During the pandemic, Harris has endorsed giving $2,000 checks every month to most Americans, and called for an expansive ban on evictions and foreclosures. She vowed to eliminate the filibuster to pass the Green New Deal, and just released a climate equity plan with AOC.
You could absolutely view these as lip-service gestures on bills without hope of passing now, and her backers and statements like “I’m not trying to restructure society” reflect her true colors. You could see the selection as an attempt to imprint a safe, cautious politics on the next generation.

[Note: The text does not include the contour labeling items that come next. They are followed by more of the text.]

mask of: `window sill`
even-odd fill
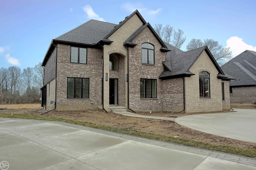
[[[72,100],[88,100],[90,98],[67,98],[67,99],[72,99]]]
[[[146,66],[155,66],[154,64],[145,64],[145,63],[142,63],[142,65],[145,65]]]
[[[140,98],[141,100],[156,100],[158,99],[157,98]]]

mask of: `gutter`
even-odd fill
[[[185,111],[185,79],[183,77],[181,78],[183,79],[183,110],[175,113],[175,114],[179,113],[180,112]]]
[[[124,45],[124,47],[125,47],[126,49],[127,49],[127,73],[128,74],[128,109],[130,110],[130,111],[132,111],[133,113],[136,113],[133,110],[132,110],[132,109],[130,109],[129,107],[129,48],[127,47],[126,47]]]
[[[103,110],[104,110],[104,111],[106,111],[107,113],[108,113],[108,112],[106,110],[106,109],[104,108],[104,79],[103,78],[104,78],[104,48],[103,48],[103,46],[102,46],[102,45],[100,45],[100,43],[99,43],[99,45],[100,45],[100,47],[101,47],[102,48],[102,109],[103,109]]]

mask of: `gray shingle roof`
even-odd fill
[[[170,45],[168,47],[172,47]],[[175,48],[174,47],[173,47]],[[171,64],[171,71],[163,72],[159,78],[172,77],[184,74],[194,74],[189,71],[189,69],[203,51],[205,49],[206,46],[183,53],[181,53],[181,50],[173,49],[173,47],[172,53],[171,51],[170,54],[166,54],[166,62]]]
[[[91,20],[54,39],[82,44],[94,45],[110,32],[116,24]]]
[[[230,81],[231,86],[256,85],[256,52],[246,50],[221,67],[236,78]]]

But that generation has a say in the matter. The story of the past few months of pandemic politics is one of a grassroots progressive rise, as the virus—and the response—exposes the failures of the technocracy of the recent past. The Squad all survived their first re-elections easily, and have reinforcements joining them. The left has used street action and concerted organizing to make social and economic gains, and forced the political system to listen. It wasn’t a big enough faction to win the presidential race, though that power is building and will continue to do so in fights for social and economic justice.
In another counterfactual, one where Biden decides his days in politics are over and chooses not to run in 2020, Harris perhaps benefits from the institutional support, gets the boost in South Carolina, and consolidates the field. Maybe she would serve then as the adversary to the progressive populist movement. Maybe she serves that role now.
Or maybe she will choose to be an ally, a politician wise enough to get in front of the parade of policy boldness that ultimately is the only way to forestall the next, more competent Trump. Maybe she recognizes a restless population battered by decades of disappointment and disparity, and a policy bankruptcy exposed by pandemic, and will position herself thusly.
Maybe or maybe not. The choice is hers.